When a system slows down, retry logic increases load. Increased load slows the system further. This feedback loop collapses capacity.
A request fails. The client retries.
If the failure was transient, the retry succeeds.
But if the failure was caused by overload, the retry increases overload.
Reliability logic becomes a load amplifier.
Reference: AWS Builders Library – Timeouts, Retries, and Backoff with Jitter
Assume:
System is stable.
Utilization = 80%.
In queueing theory terms (M/M/1 approximation):
ρ = λ / μ
ρ = 8000 / 10000 = 0.8
As utilization approaches 1, latency increases non-linearly.
Now assume 5% of requests timeout due to latency spike.
8,000 × 5% = 400 retries per second
Effective traffic becomes:
8,000 + 400 = 8,400 RPS
Utilization:
ρ = 8400 / 10000 = 0.84
Latency increases. More requests exceed timeout.
Suppose timeout rate increases to 10%.
8,000 × 10% = 800 retries
Effective load = 8,800 RPS
ρ = 0.88
Positive feedback loop.
Retries target slow requests.
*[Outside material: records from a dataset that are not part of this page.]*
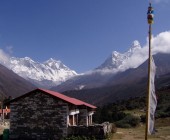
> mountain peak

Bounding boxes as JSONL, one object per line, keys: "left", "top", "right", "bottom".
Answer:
{"left": 46, "top": 58, "right": 61, "bottom": 63}
{"left": 112, "top": 51, "right": 120, "bottom": 57}
{"left": 24, "top": 57, "right": 33, "bottom": 61}
{"left": 96, "top": 40, "right": 142, "bottom": 71}
{"left": 128, "top": 40, "right": 141, "bottom": 52}
{"left": 5, "top": 57, "right": 78, "bottom": 88}
{"left": 44, "top": 58, "right": 66, "bottom": 70}
{"left": 132, "top": 40, "right": 140, "bottom": 47}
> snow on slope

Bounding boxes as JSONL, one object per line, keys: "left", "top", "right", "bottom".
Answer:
{"left": 52, "top": 40, "right": 145, "bottom": 92}
{"left": 95, "top": 40, "right": 142, "bottom": 72}
{"left": 9, "top": 57, "right": 77, "bottom": 88}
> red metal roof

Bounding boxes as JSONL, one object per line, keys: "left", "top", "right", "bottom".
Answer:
{"left": 7, "top": 88, "right": 96, "bottom": 109}
{"left": 39, "top": 88, "right": 96, "bottom": 109}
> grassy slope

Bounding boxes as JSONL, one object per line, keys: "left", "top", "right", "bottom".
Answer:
{"left": 112, "top": 117, "right": 170, "bottom": 140}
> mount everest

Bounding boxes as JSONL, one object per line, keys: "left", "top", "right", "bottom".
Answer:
{"left": 1, "top": 57, "right": 77, "bottom": 88}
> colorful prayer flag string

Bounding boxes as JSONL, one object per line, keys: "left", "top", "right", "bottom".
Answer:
{"left": 147, "top": 3, "right": 154, "bottom": 24}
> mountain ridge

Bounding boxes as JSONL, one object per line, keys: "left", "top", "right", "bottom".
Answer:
{"left": 0, "top": 64, "right": 36, "bottom": 98}
{"left": 60, "top": 53, "right": 170, "bottom": 106}
{"left": 3, "top": 57, "right": 78, "bottom": 88}
{"left": 51, "top": 40, "right": 150, "bottom": 92}
{"left": 0, "top": 39, "right": 170, "bottom": 105}
{"left": 0, "top": 40, "right": 144, "bottom": 90}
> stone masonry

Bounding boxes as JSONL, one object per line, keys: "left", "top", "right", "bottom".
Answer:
{"left": 10, "top": 91, "right": 68, "bottom": 140}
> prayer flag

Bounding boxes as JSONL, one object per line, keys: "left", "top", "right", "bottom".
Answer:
{"left": 148, "top": 56, "right": 157, "bottom": 135}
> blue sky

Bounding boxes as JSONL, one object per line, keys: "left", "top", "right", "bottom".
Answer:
{"left": 0, "top": 0, "right": 170, "bottom": 73}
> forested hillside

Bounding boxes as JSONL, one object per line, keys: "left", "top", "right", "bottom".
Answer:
{"left": 93, "top": 85, "right": 170, "bottom": 127}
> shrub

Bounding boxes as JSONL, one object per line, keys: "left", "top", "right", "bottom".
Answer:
{"left": 115, "top": 114, "right": 140, "bottom": 128}
{"left": 156, "top": 111, "right": 169, "bottom": 118}
{"left": 112, "top": 111, "right": 126, "bottom": 122}
{"left": 140, "top": 115, "right": 146, "bottom": 123}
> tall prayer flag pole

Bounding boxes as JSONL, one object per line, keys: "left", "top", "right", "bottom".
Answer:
{"left": 145, "top": 2, "right": 156, "bottom": 140}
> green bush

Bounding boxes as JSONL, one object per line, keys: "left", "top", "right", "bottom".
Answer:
{"left": 112, "top": 111, "right": 126, "bottom": 121}
{"left": 140, "top": 115, "right": 146, "bottom": 123}
{"left": 156, "top": 111, "right": 170, "bottom": 118}
{"left": 115, "top": 114, "right": 140, "bottom": 128}
{"left": 166, "top": 106, "right": 170, "bottom": 112}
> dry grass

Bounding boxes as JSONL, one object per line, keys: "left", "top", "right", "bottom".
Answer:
{"left": 112, "top": 118, "right": 170, "bottom": 140}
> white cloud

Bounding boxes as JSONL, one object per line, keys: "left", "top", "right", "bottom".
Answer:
{"left": 152, "top": 31, "right": 170, "bottom": 54}
{"left": 0, "top": 48, "right": 10, "bottom": 66}
{"left": 90, "top": 30, "right": 170, "bottom": 75}
{"left": 120, "top": 47, "right": 148, "bottom": 70}
{"left": 121, "top": 30, "right": 170, "bottom": 71}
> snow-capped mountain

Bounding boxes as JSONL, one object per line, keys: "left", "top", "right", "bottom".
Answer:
{"left": 0, "top": 40, "right": 143, "bottom": 90}
{"left": 56, "top": 53, "right": 170, "bottom": 105}
{"left": 51, "top": 37, "right": 170, "bottom": 105}
{"left": 51, "top": 40, "right": 144, "bottom": 92}
{"left": 96, "top": 40, "right": 142, "bottom": 71}
{"left": 9, "top": 57, "right": 77, "bottom": 88}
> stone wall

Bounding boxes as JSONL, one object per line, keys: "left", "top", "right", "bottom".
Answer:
{"left": 78, "top": 109, "right": 87, "bottom": 126}
{"left": 10, "top": 91, "right": 68, "bottom": 140}
{"left": 67, "top": 122, "right": 116, "bottom": 140}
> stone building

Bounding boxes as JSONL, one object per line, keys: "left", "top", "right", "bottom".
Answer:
{"left": 8, "top": 88, "right": 96, "bottom": 140}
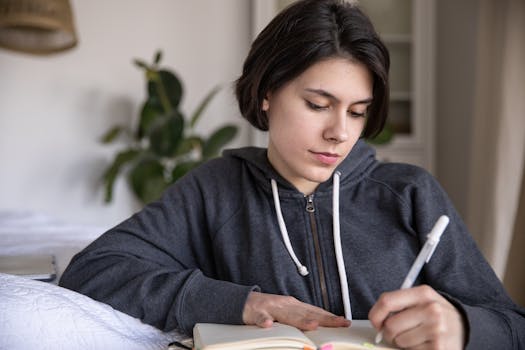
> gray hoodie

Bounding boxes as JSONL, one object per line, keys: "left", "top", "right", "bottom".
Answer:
{"left": 60, "top": 140, "right": 525, "bottom": 349}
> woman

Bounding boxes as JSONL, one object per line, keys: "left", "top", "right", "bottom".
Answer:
{"left": 60, "top": 1, "right": 525, "bottom": 349}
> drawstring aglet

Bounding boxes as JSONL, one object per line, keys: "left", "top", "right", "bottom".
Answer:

Slow requests are usually P95 or P99.
That means retries amplify tail latency pressure, not average latency.
Google SRE notes that tail latency dominates user experience.
Reference: Google SRE – Handling Overload
Now add:
Worst-case multiplier:
Original: 8,000 RPS
1st retry: 8,000
2nd retry: 8,000
3rd retry: 8,000
Total potential = 32,000 RPS
A system built for 10,000 RPS now receives 32,000.
Collapse is deterministic.
In an M/M/1 queue, average response time:
W = 1 / (μ - λ)
If:
μ = 10000
λ = 9500
W = 1 / (500) = small
If λ increases to 9900:
W = 1 / (100)
5× worse latency from a 4% load increase.
Retries accelerate this non-linear region.
1. Exponential Backoff
delay = base * 2^attempt
2. Add Jitter
delay = random(0, base * 2^attempt)
3. Circuit Breaker
Stop sending traffic when failure threshold is exceeded.
4. Retry Budgets
Limit total retries as percentage of baseline traffic.
Reference: Google SRE – Cascading Failures
Retries are not free.
Under normal conditions, they improve reliability. Under stress, they multiply traffic.
Systems do not collapse because of a single failure. They collapse because feedback loops amplify load.
Retry logic is a load amplifier. Design it like one.